Mateo rushed over to find Angela crawling on the floor with her arms only, her legs completely limp and useless. “What do I do? Is there an antidote, or treatment?”
She struggled to speak, sounding almost as if she had frostbite, or was terribly shaky and afraid. “W-w-wwhite...r-r-r-re-re-re-remote. Hit.”
Mateo found the remote in her breast pocket. “Hit what? Rewind.”
“N-no-no. Pause.”
Mateo pointed it at her, and did as she requested. She froze in place. He hovered her hands over her body. “Can I touch her, or will I freeze too?”
Most of the group was behind him, watching. He could hear Bran making sounds in the background, presumably from tying up the two coiners. “Yes,” Leona replied. “This kind of time bubble conforms to her shape. Just do it very...slowly.”
Mateo scooped her up gently, and carried her over to the couch. It took him about fifteen minutes, even though it was only about five meters away. “What did she take? Velocity-nine?”
“Similar,” Aeolia answered, “but as you can see, it doesn’t last nearly as long. And it won’t kill her, but she’ll need full medical treatment to repair her cells. We shouldn’t have taken it from the Parallel,” she lamented. “It was only supposed to be used in an emergency, which is why we gave it to the one person we figured we could trust the most with it.”
“It was an emergency,” Mateo determined. “She saved my cousin’s life.”
“She saved my life from what?” Danica questioned.
Jeremy took out an extra cuff, and handed it to her to use temporarily.
Danica immediately went into crisis response mode. “We’ve been compromised. I need everyone out now, so I can reshape the variables.
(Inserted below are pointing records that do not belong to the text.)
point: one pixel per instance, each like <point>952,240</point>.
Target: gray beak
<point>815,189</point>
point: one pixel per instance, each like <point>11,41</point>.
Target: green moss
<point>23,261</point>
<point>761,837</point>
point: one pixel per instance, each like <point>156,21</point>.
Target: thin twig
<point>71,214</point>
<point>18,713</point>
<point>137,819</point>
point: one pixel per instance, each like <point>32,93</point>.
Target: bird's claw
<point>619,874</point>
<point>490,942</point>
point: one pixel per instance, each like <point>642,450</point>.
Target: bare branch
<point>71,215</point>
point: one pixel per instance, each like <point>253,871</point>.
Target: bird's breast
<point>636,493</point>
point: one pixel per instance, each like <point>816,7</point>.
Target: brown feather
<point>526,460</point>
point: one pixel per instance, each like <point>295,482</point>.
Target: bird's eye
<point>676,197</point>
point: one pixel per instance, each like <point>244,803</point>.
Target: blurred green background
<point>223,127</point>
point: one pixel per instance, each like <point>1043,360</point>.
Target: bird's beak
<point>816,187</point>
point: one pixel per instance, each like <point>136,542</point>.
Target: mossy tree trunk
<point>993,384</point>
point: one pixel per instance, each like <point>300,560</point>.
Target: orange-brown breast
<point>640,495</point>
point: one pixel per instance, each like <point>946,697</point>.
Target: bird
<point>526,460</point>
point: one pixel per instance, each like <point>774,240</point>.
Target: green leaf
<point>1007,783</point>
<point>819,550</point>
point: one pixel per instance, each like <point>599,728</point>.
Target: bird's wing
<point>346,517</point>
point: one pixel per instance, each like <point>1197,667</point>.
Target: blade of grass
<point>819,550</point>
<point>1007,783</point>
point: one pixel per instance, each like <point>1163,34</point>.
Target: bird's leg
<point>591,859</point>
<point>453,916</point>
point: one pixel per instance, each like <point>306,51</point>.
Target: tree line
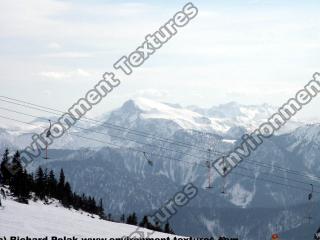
<point>44,185</point>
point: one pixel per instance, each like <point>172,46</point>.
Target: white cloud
<point>66,74</point>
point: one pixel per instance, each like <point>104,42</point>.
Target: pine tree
<point>317,235</point>
<point>52,185</point>
<point>167,229</point>
<point>67,195</point>
<point>61,185</point>
<point>4,167</point>
<point>132,219</point>
<point>145,222</point>
<point>122,218</point>
<point>19,185</point>
<point>40,184</point>
<point>100,209</point>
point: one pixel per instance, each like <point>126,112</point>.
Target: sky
<point>249,51</point>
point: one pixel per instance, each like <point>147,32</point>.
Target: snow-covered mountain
<point>40,220</point>
<point>110,168</point>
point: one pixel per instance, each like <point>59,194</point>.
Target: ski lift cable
<point>109,143</point>
<point>217,152</point>
<point>110,125</point>
<point>107,134</point>
<point>277,176</point>
<point>119,128</point>
<point>152,145</point>
<point>170,158</point>
<point>271,181</point>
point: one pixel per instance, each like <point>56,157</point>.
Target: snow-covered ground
<point>39,220</point>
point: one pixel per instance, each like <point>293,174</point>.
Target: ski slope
<point>39,220</point>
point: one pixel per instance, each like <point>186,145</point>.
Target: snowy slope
<point>38,220</point>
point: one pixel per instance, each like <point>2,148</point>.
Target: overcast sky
<point>252,52</point>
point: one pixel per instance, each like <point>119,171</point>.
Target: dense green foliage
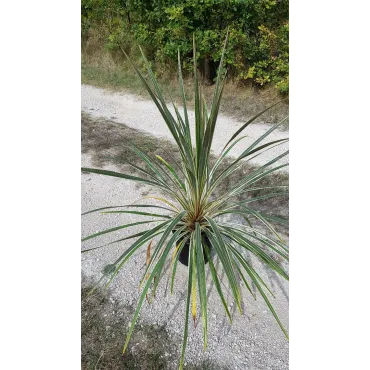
<point>190,213</point>
<point>258,48</point>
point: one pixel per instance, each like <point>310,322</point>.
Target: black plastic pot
<point>184,253</point>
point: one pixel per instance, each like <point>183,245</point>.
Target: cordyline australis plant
<point>191,231</point>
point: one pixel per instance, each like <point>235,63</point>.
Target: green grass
<point>103,331</point>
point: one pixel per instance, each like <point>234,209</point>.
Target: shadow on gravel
<point>104,324</point>
<point>108,144</point>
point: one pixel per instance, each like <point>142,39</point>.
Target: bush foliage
<point>258,48</point>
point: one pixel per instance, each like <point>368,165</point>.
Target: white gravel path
<point>141,114</point>
<point>253,341</point>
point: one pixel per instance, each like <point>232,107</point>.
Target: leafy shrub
<point>258,48</point>
<point>188,222</point>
“We came here to save you,” Leona argued. “Leaving you alone is not an option.”
Danica started to fight it, “you don’t understand—”
“No, you don’t understand. This place is gonna be destroyed.”
“I know,” Danica said calmly. “I’m going to destroy it.”
“What?” Mateo questioned. “No, we fixed it. Just change your passwords, and your locks, and...move on.”
“I can’t do that. In the case of an incursion, the Constant must be destroyed, the Concierge must retire, and a new Concierge must take her place in a new reality.”
“What does it look like when you destroy it?” Mateo continued. “Does it look like everything has been sucked into a black hole?”
“I guess, I’ve never seen it. I just know it happens from time to time, and the only way to protect it is to reshape it.”
Leona looked over at Bran and Aeolia. “You two are from an alternate timeline.”
“What does retirement mean?” Mateo pressed. “It sounds innocuous, but it could mean death, for all I know.”
“In a way, it is, I suppose,” Danica decided. “We just like to call it quantum assimilation.”
“Guys,” Jeremy jumped in. “Look at the cuffs. It’s 2150 already, and time is moving fast.”